Law Library of Congress

The Library of Congress > Law Library > News & Events > Global Legal Monitor

Italy: Right to Use Maternal Last Name

(Jan. 25, 2017) On December 28, 2016, a decision by the Constitutional Court of Italy declared unconstitutional several provisions of the Civil Code and other legislation, concerning the attribution of the maternal last name to children. (Decision No. 286 of November 8, 2016, Related to Provisions of the Civil Code and Other Legislation (Decision No. 286), GAZETTA UFFICIALE (G.U.) No. 52 (Dec. 28, 2016), Corte Costituzionale website (in Italian).) The underlying case dealt with a minor born in Brazil who held dual Italian-Brazilian citizenship and who requested to be registered in Italy with the last names of both of his parents, as he had been registered in Brazil. (Id. ¶ 3.1.) The respective civil authorities rejected the minor’s request based on existing legislation, and the case was eventually brought before the Italian Constitutional Court.  (Id. ¶ 2.)

Provisions Held to Be Unconstitutional

Decision No. 286 declared unconstitutional the following provisions, insofar as they did not allow the parents, by mutual consent, to attribute to their children at the moment of birth the maternal as well as the paternal last name:  articles 237, 262 and 299 of the Italian Civil Code; article 72, first paragraph, of Royal Decree No. 1238 of 1939; and articles 33 and 34 of Presidential Decree No. 396 of 2000. (Id.; Royal Decree of March 16, 1942, No. 262, Approving the Text of the Italian Civil Code, G.U. No. 79 (Apr. 4, 1942), NORMATTIVA; Royal Decree No. 1238 of July 9, 1939, on the Order of Civil Status, G.U. No. 204 (Jan. 9, 1939) NORMATTIVA; Presidential Decree No. 396 of November 3, 2000, Regulation for the Review and Simplification of the Order of Civil Status, in Accordance with Article 2, Paragraph 12, of Law No. 127 of May 15, 1997, G.U. No. 303 (Dec. 30, 2000), NORMATTIVA.)
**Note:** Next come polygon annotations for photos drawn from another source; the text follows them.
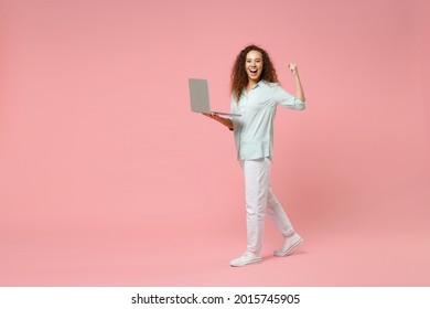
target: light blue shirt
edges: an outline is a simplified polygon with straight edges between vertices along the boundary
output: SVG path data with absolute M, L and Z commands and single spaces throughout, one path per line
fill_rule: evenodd
M 244 89 L 239 102 L 232 97 L 232 117 L 237 159 L 257 160 L 273 153 L 273 121 L 278 105 L 304 109 L 305 104 L 279 84 L 260 81 L 249 93 Z

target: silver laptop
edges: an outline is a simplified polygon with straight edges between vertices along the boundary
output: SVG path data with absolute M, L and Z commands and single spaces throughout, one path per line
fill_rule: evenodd
M 192 111 L 226 116 L 241 116 L 239 114 L 219 113 L 211 110 L 209 86 L 207 79 L 190 78 L 189 85 L 190 104 Z

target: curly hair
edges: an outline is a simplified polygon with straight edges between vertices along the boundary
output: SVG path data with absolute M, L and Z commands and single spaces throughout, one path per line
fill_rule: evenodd
M 246 73 L 245 70 L 245 62 L 246 62 L 246 55 L 250 51 L 260 52 L 262 55 L 262 72 L 261 72 L 260 79 L 270 83 L 278 83 L 278 76 L 273 67 L 273 64 L 270 61 L 269 54 L 264 49 L 257 45 L 246 46 L 237 55 L 235 64 L 233 65 L 233 70 L 232 70 L 230 89 L 232 89 L 232 95 L 236 99 L 236 102 L 239 102 L 243 89 L 248 85 L 248 74 Z

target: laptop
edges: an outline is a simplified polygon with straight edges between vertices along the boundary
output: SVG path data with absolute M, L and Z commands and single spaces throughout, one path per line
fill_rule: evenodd
M 209 104 L 209 86 L 207 79 L 190 78 L 190 104 L 191 110 L 195 113 L 225 115 L 225 116 L 241 116 L 239 114 L 229 114 L 211 110 Z

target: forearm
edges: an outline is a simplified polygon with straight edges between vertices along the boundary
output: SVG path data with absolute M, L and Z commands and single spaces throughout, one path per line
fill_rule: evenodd
M 305 102 L 304 92 L 300 82 L 299 73 L 293 74 L 295 85 L 295 97 L 301 102 Z
M 203 114 L 214 120 L 216 120 L 217 122 L 222 124 L 223 126 L 227 127 L 228 129 L 233 130 L 233 121 L 232 119 L 229 118 L 223 118 L 223 117 L 219 117 L 218 115 L 214 115 L 214 114 Z

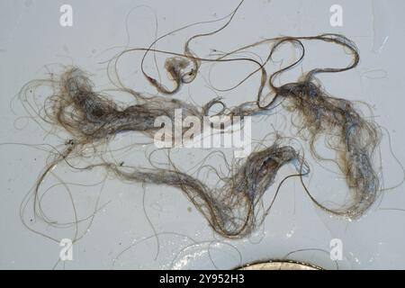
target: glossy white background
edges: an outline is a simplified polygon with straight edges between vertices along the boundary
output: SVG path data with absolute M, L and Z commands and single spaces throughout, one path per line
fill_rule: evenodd
M 219 19 L 238 3 L 230 0 L 1 1 L 0 268 L 52 268 L 60 249 L 58 243 L 27 230 L 20 218 L 21 202 L 43 169 L 49 154 L 32 146 L 4 143 L 58 145 L 63 144 L 66 139 L 47 135 L 37 123 L 22 118 L 26 112 L 16 97 L 20 88 L 32 79 L 46 77 L 45 65 L 48 71 L 60 71 L 56 63 L 79 66 L 94 74 L 97 87 L 107 88 L 111 86 L 105 60 L 123 47 L 147 47 L 156 35 L 195 22 Z M 59 7 L 63 4 L 73 7 L 73 27 L 59 25 Z M 334 4 L 343 7 L 343 27 L 329 24 L 329 7 Z M 198 55 L 207 57 L 212 49 L 227 51 L 263 38 L 343 33 L 357 44 L 361 55 L 359 66 L 349 72 L 320 78 L 332 94 L 368 103 L 374 109 L 375 121 L 389 131 L 395 156 L 405 163 L 404 12 L 405 3 L 400 0 L 246 1 L 226 30 L 199 39 L 193 43 L 193 48 Z M 162 40 L 158 47 L 181 51 L 189 37 L 212 31 L 221 22 L 194 26 Z M 341 65 L 347 60 L 340 49 L 320 43 L 309 43 L 308 47 L 308 57 L 302 67 L 295 74 L 292 73 L 290 80 L 300 76 L 301 68 L 305 71 L 317 66 Z M 261 51 L 266 55 L 266 49 Z M 291 50 L 286 51 L 284 57 L 294 56 Z M 130 56 L 128 59 L 121 70 L 125 75 L 125 83 L 136 90 L 154 93 L 140 72 L 139 55 Z M 160 68 L 162 65 L 160 61 Z M 147 66 L 153 66 L 152 58 Z M 212 81 L 220 87 L 229 86 L 235 83 L 235 78 L 244 76 L 247 68 L 249 68 L 240 64 L 219 67 L 212 72 Z M 204 76 L 208 72 L 208 68 L 202 71 Z M 238 90 L 220 95 L 230 104 L 252 100 L 256 85 L 257 76 Z M 202 104 L 215 94 L 200 79 L 184 87 L 176 97 L 190 99 L 190 95 Z M 285 119 L 277 115 L 266 122 L 256 122 L 253 124 L 254 137 L 260 139 L 270 132 L 271 123 L 280 128 L 284 122 Z M 291 135 L 288 129 L 284 132 Z M 132 138 L 136 136 L 120 135 L 115 141 L 128 141 Z M 132 155 L 132 163 L 145 163 L 141 159 L 142 147 L 137 149 L 133 155 L 140 157 Z M 202 153 L 179 151 L 179 163 L 196 164 Z M 390 151 L 387 132 L 384 132 L 381 153 L 383 184 L 395 185 L 401 181 L 402 171 Z M 312 166 L 314 174 L 310 187 L 315 195 L 333 200 L 338 190 L 346 189 L 337 180 L 338 176 L 322 171 L 313 162 Z M 285 168 L 284 176 L 292 171 Z M 101 171 L 80 174 L 62 166 L 55 173 L 67 183 L 89 184 L 103 179 Z M 103 194 L 99 204 L 107 204 L 97 212 L 85 237 L 74 244 L 73 260 L 58 264 L 58 269 L 229 269 L 260 259 L 283 258 L 302 249 L 309 250 L 292 253 L 288 257 L 336 268 L 328 256 L 332 238 L 343 242 L 344 259 L 338 262 L 339 268 L 405 268 L 405 212 L 400 210 L 405 209 L 403 185 L 384 194 L 364 219 L 348 222 L 320 212 L 304 194 L 297 179 L 289 181 L 282 187 L 263 227 L 250 238 L 240 240 L 225 240 L 213 235 L 206 220 L 190 207 L 181 192 L 173 188 L 148 185 L 144 194 L 141 185 L 108 179 L 104 185 L 73 185 L 71 190 L 76 195 L 76 204 L 82 218 L 92 213 L 100 191 Z M 60 185 L 55 187 L 46 199 L 45 205 L 55 219 L 66 214 L 71 216 L 71 204 L 64 191 Z M 58 238 L 72 238 L 74 233 L 71 229 L 54 230 L 35 220 L 30 225 Z M 159 235 L 158 253 L 152 227 Z M 84 225 L 81 232 L 86 229 Z M 143 238 L 147 239 L 140 241 Z

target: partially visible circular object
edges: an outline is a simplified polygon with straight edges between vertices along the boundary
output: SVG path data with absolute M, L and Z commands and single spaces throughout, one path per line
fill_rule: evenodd
M 274 260 L 247 265 L 238 270 L 322 270 L 316 266 L 292 260 Z

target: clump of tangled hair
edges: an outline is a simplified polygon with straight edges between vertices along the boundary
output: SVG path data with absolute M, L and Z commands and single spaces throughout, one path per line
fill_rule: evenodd
M 325 40 L 348 49 L 353 57 L 352 63 L 341 68 L 315 68 L 303 75 L 302 80 L 281 86 L 274 86 L 274 77 L 298 61 L 276 71 L 269 80 L 275 93 L 273 103 L 286 100 L 282 100 L 283 105 L 289 111 L 296 112 L 299 122 L 294 121 L 293 125 L 298 127 L 303 138 L 309 138 L 310 151 L 317 159 L 322 159 L 315 149 L 315 142 L 320 135 L 325 136 L 328 146 L 338 151 L 337 162 L 354 192 L 351 201 L 341 209 L 328 209 L 312 200 L 330 212 L 356 219 L 374 202 L 380 189 L 378 176 L 373 166 L 373 155 L 380 142 L 380 130 L 373 121 L 362 117 L 350 101 L 329 95 L 316 81 L 317 74 L 346 71 L 359 62 L 354 42 L 337 34 L 321 36 Z M 298 41 L 297 39 L 289 40 Z M 277 42 L 274 49 L 283 41 Z
M 86 168 L 101 166 L 123 181 L 178 188 L 205 217 L 213 230 L 226 238 L 243 238 L 255 230 L 268 213 L 271 205 L 263 211 L 259 203 L 274 184 L 278 170 L 288 163 L 295 166 L 300 173 L 296 176 L 309 172 L 303 158 L 292 147 L 281 146 L 276 141 L 266 148 L 252 152 L 246 159 L 235 162 L 229 176 L 220 180 L 223 184 L 213 188 L 177 168 L 142 169 L 108 163 Z
M 40 177 L 35 188 L 36 193 L 45 176 L 58 163 L 73 157 L 73 154 L 80 155 L 74 153 L 76 149 L 79 150 L 80 146 L 96 145 L 122 131 L 141 132 L 153 138 L 160 129 L 155 125 L 156 119 L 166 116 L 175 122 L 176 109 L 182 110 L 183 116 L 195 116 L 202 123 L 204 116 L 209 115 L 210 110 L 216 104 L 222 106 L 216 116 L 243 117 L 270 113 L 273 108 L 281 104 L 292 112 L 292 124 L 298 128 L 298 136 L 309 141 L 310 152 L 317 160 L 323 160 L 315 148 L 315 143 L 320 137 L 325 137 L 329 147 L 337 151 L 336 162 L 352 192 L 351 199 L 346 204 L 335 209 L 326 207 L 314 199 L 302 181 L 302 176 L 310 172 L 303 157 L 292 147 L 283 146 L 277 140 L 270 147 L 252 152 L 246 159 L 237 161 L 232 165 L 229 176 L 220 179 L 221 184 L 218 183 L 213 188 L 176 167 L 142 168 L 103 162 L 90 165 L 86 169 L 103 166 L 116 177 L 125 181 L 178 188 L 205 217 L 212 228 L 227 238 L 248 236 L 263 221 L 274 200 L 267 209 L 259 209 L 262 206 L 258 203 L 263 200 L 266 191 L 274 184 L 279 169 L 288 163 L 300 164 L 295 166 L 297 169 L 295 176 L 301 176 L 306 192 L 318 206 L 330 213 L 351 219 L 363 215 L 374 202 L 380 190 L 379 178 L 373 165 L 373 156 L 380 142 L 379 128 L 374 122 L 365 120 L 352 102 L 329 95 L 315 77 L 320 73 L 338 73 L 356 67 L 359 54 L 355 43 L 338 34 L 275 37 L 222 53 L 216 58 L 197 57 L 190 49 L 190 42 L 195 38 L 210 36 L 224 29 L 235 15 L 240 4 L 227 16 L 230 17 L 229 21 L 220 29 L 191 37 L 186 41 L 183 53 L 152 49 L 156 41 L 170 34 L 167 33 L 158 38 L 148 48 L 128 49 L 111 59 L 107 71 L 111 72 L 110 69 L 114 68 L 116 83 L 113 84 L 117 87 L 116 90 L 132 96 L 134 103 L 119 104 L 97 92 L 88 75 L 75 67 L 68 68 L 60 76 L 50 81 L 55 91 L 46 100 L 45 115 L 42 119 L 52 125 L 63 128 L 69 134 L 70 140 L 67 142 L 68 146 L 65 151 L 48 166 Z M 182 29 L 184 28 L 179 30 Z M 352 55 L 352 62 L 339 68 L 315 68 L 305 73 L 296 82 L 277 86 L 274 79 L 303 59 L 305 55 L 303 42 L 306 40 L 329 42 L 343 47 Z M 272 60 L 274 52 L 284 43 L 291 43 L 300 48 L 302 54 L 295 62 L 268 76 L 265 66 Z M 248 48 L 263 44 L 269 45 L 269 53 L 262 61 L 248 57 L 230 58 Z M 148 83 L 164 96 L 143 94 L 122 84 L 117 72 L 117 62 L 122 55 L 131 51 L 145 53 L 141 62 L 142 73 Z M 165 68 L 169 79 L 173 81 L 172 88 L 166 87 L 143 69 L 143 61 L 148 52 L 170 56 L 165 62 Z M 183 85 L 191 84 L 196 78 L 202 63 L 229 61 L 247 61 L 256 66 L 256 70 L 232 87 L 235 88 L 259 72 L 261 77 L 256 99 L 228 108 L 220 97 L 208 101 L 202 107 L 171 97 Z M 110 79 L 112 80 L 111 77 Z M 270 93 L 265 97 L 263 94 L 267 85 Z M 268 97 L 269 95 L 273 96 Z M 270 98 L 270 101 L 266 101 L 268 103 L 266 104 L 264 98 Z

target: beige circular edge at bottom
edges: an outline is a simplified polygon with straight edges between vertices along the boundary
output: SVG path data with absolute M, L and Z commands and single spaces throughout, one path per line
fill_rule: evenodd
M 322 270 L 322 268 L 307 263 L 274 260 L 248 265 L 238 270 Z

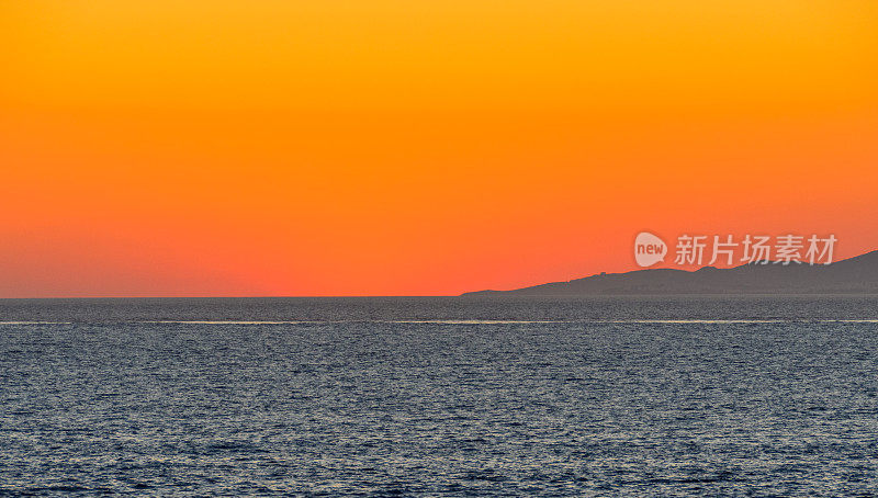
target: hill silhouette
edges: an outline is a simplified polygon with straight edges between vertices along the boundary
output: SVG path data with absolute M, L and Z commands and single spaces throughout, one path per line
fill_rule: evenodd
M 695 271 L 658 268 L 601 273 L 513 291 L 475 295 L 637 295 L 637 294 L 878 294 L 878 250 L 832 264 L 767 262 Z

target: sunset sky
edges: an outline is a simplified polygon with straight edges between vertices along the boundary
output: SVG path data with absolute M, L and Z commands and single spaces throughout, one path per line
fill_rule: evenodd
M 878 249 L 874 0 L 0 3 L 0 297 L 434 295 Z

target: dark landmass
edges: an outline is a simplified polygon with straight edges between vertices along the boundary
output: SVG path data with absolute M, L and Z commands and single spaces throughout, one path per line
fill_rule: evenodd
M 577 296 L 646 294 L 878 294 L 878 250 L 832 264 L 751 263 L 696 271 L 669 268 L 601 273 L 513 291 L 464 296 Z

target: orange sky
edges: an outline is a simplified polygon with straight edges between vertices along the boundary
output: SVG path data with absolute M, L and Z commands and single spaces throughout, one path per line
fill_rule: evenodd
M 398 295 L 878 248 L 873 0 L 0 3 L 0 296 Z

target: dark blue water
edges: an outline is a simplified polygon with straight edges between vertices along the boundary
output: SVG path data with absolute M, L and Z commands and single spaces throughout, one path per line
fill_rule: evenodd
M 878 493 L 876 297 L 7 301 L 0 319 L 0 495 Z

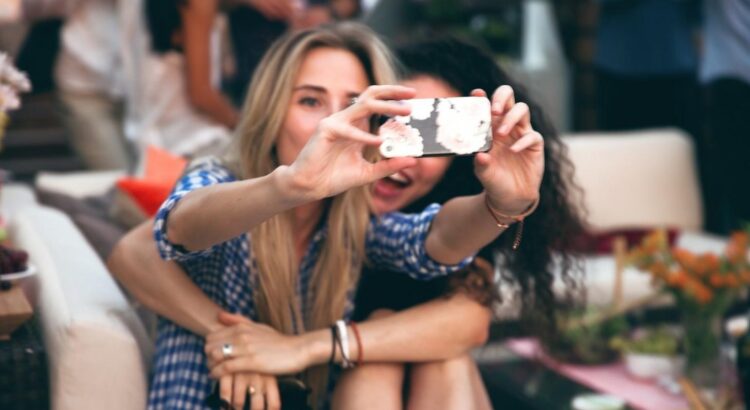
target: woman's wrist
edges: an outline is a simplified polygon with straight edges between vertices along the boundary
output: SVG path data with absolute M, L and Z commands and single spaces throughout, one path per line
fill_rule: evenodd
M 539 200 L 536 198 L 519 198 L 511 201 L 511 203 L 500 203 L 492 198 L 491 195 L 485 192 L 485 201 L 490 211 L 494 213 L 499 219 L 507 220 L 509 224 L 518 222 L 518 218 L 527 216 L 529 209 L 536 204 Z
M 305 367 L 327 363 L 331 357 L 331 331 L 319 329 L 297 336 L 305 352 Z

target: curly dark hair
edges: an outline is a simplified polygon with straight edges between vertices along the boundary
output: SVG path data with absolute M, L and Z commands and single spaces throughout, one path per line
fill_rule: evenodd
M 559 263 L 557 266 L 561 267 L 569 298 L 582 290 L 572 240 L 583 231 L 578 211 L 582 208 L 571 200 L 572 191 L 578 188 L 573 182 L 573 165 L 568 159 L 566 146 L 524 87 L 506 74 L 492 56 L 480 47 L 455 37 L 442 36 L 411 41 L 396 47 L 396 54 L 402 64 L 402 78 L 420 75 L 437 78 L 460 95 L 469 95 L 479 88 L 491 96 L 499 85 L 507 84 L 513 87 L 516 101 L 528 104 L 531 123 L 544 136 L 545 142 L 545 168 L 539 207 L 524 221 L 523 241 L 517 251 L 511 248 L 515 236 L 511 228 L 482 249 L 479 256 L 488 261 L 497 260 L 501 283 L 517 286 L 519 291 L 515 296 L 520 296 L 523 317 L 526 319 L 524 323 L 530 325 L 530 330 L 542 337 L 554 336 L 557 302 L 552 291 L 555 279 L 553 265 Z M 419 212 L 431 203 L 442 204 L 457 196 L 482 192 L 482 185 L 474 175 L 473 160 L 472 156 L 455 157 L 432 191 L 403 211 Z M 495 259 L 497 254 L 500 256 Z M 558 259 L 554 256 L 559 256 L 559 261 L 553 260 Z M 495 282 L 484 281 L 491 287 L 496 287 Z M 496 302 L 502 302 L 499 293 L 492 293 L 496 295 Z

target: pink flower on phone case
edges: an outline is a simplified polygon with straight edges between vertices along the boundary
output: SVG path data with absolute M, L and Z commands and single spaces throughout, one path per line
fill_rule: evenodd
M 380 128 L 386 158 L 467 155 L 492 144 L 490 102 L 483 97 L 405 100 L 411 115 L 388 119 Z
The Civil Code provisions in question refer to the permissible evidentiary means for the establishment of a person’s civil status (art. 237), the attribution of a last name to a child born outside of marriage (art. 262), and the attribution of a last name to an adoptive child (art. 299). Prior to the Constitutional Court’s decision, these provisions only allowed the paternal last name to be attributed to the child when both parents recognized the child at the moment of birth or adoption.

Additionally, article 72, paragraph one, of Royal Decree No. 1238 of 1939, as amended, on the digital and archival registration of the civil status of a person, and articles 33 and 34 of Presidential Decree No. 396, on the change of last name of a person as a result of the change in his or her parents’ last name, which would have contradicted the Court decision, were also voided. (Decision No. 286,  Holding No. 1.)

The Court’s Reasoning

The Constitutional Court reasoned that all of the voided provisions forcing the parents to attribute the paternal last name alone to the biological or adoptive child at the moment of birth or adoption, even if the parents were in agreement to do otherwise, were contrary to the Convention on the Elimination of All Forms of Discrimination Against Women (CEDAW), other decisions of the Council of Europe and the European Court of Human Rights, and the Italian Constitution. (Id. ¶¶ 1 & 2; CEDAW (Dec. 18, 1979), Office of the United Nations High Commissioner for Human Rights website; Constitution of the Italian Republic (Apr. 2009), arts. 2, 3 ¶ 1, 29 ¶ 2, 117, Italian Senate website.)

The Court held that the voided legal provisions that did not contemplate the posssibilty of the parents’ agreeing to attribute the maternal, as well as the paternal, last name to the child violated the child’s constitutional right to his or her own personal identity and the constitutional right to equal dignity between parents and spouses. (Decision No. 286, ¶¶ 3.2(2) & 3.3(1).)

As a result of the Constitutional Court’s decision, parents may agree to add the maternal last name after the paternal last name to their child’s name, at the moment of birth or adoption. (Id. ¶ 6.)  In the absence of an agreement between the parents, the existing provisions related to the attribution of the paternal last name remain applicable, in expectation of “a legislative intervention destined to regulate the matter comprehensively, in accordance with criteria eventually compatible with the principle of parity.”  (Id.)